Using the manual reboot method to enter FIPS mode

To ensure login password effectiveness under the password control policies, set the correct system time.

Configure the password control feature.

1. Enable the password control feature globally.

2. Configure password control policies.

   • Set the number of character types a password must contain to 4.

   • Set the minimum number of characters for each type to one character.

   • Set the minimum length for a user password to 15 characters.

For more information about the password control feature, see password control in Security Configuration Guide.

Configure a local user.

• Create a device management local user.

• Specify a password that complies with the password control policies.

• Assign the terminal service to the user.

• Assign the network-admin user role to the user.

Enter system view.

system-view

Enable FIPS mode.

fips mode enable

By default, the FIPS mode is disabled.

After the reboot method choice prompt appears, enter N.

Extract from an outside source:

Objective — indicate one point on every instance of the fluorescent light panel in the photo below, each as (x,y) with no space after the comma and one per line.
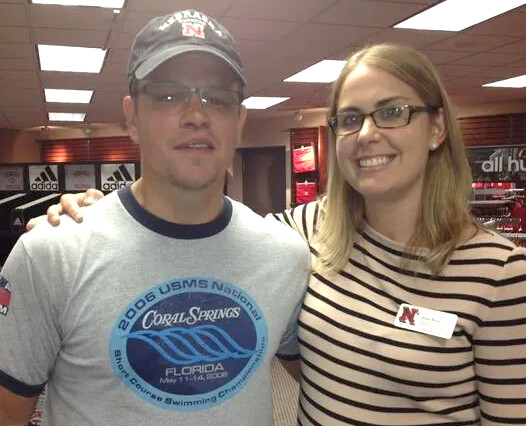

The system enables FIPS mode and waits for you to complete the FIPS mode configuration tasks. Before rebooting the device to enter FIPS mode, do not execute any commands except for save and commands used to prepare for entering FIPS mode. If you execute any other commands, the commands might not take effect.

Save the running configuration and specify the configuration file as the startup configuration file.

Delete the .mdb startup configuration file.

When loading a .mdb configuration file, the device loads all settings in the file. The settings that are not supported in FIPS mode might affect device operation.

Reboot the device.

The device reboots, loads the startup configuration file, and enters FIPS mode. To log in to the device, you must enter the configured username and password. After login, you are identified as the FIPS mode crypto officer.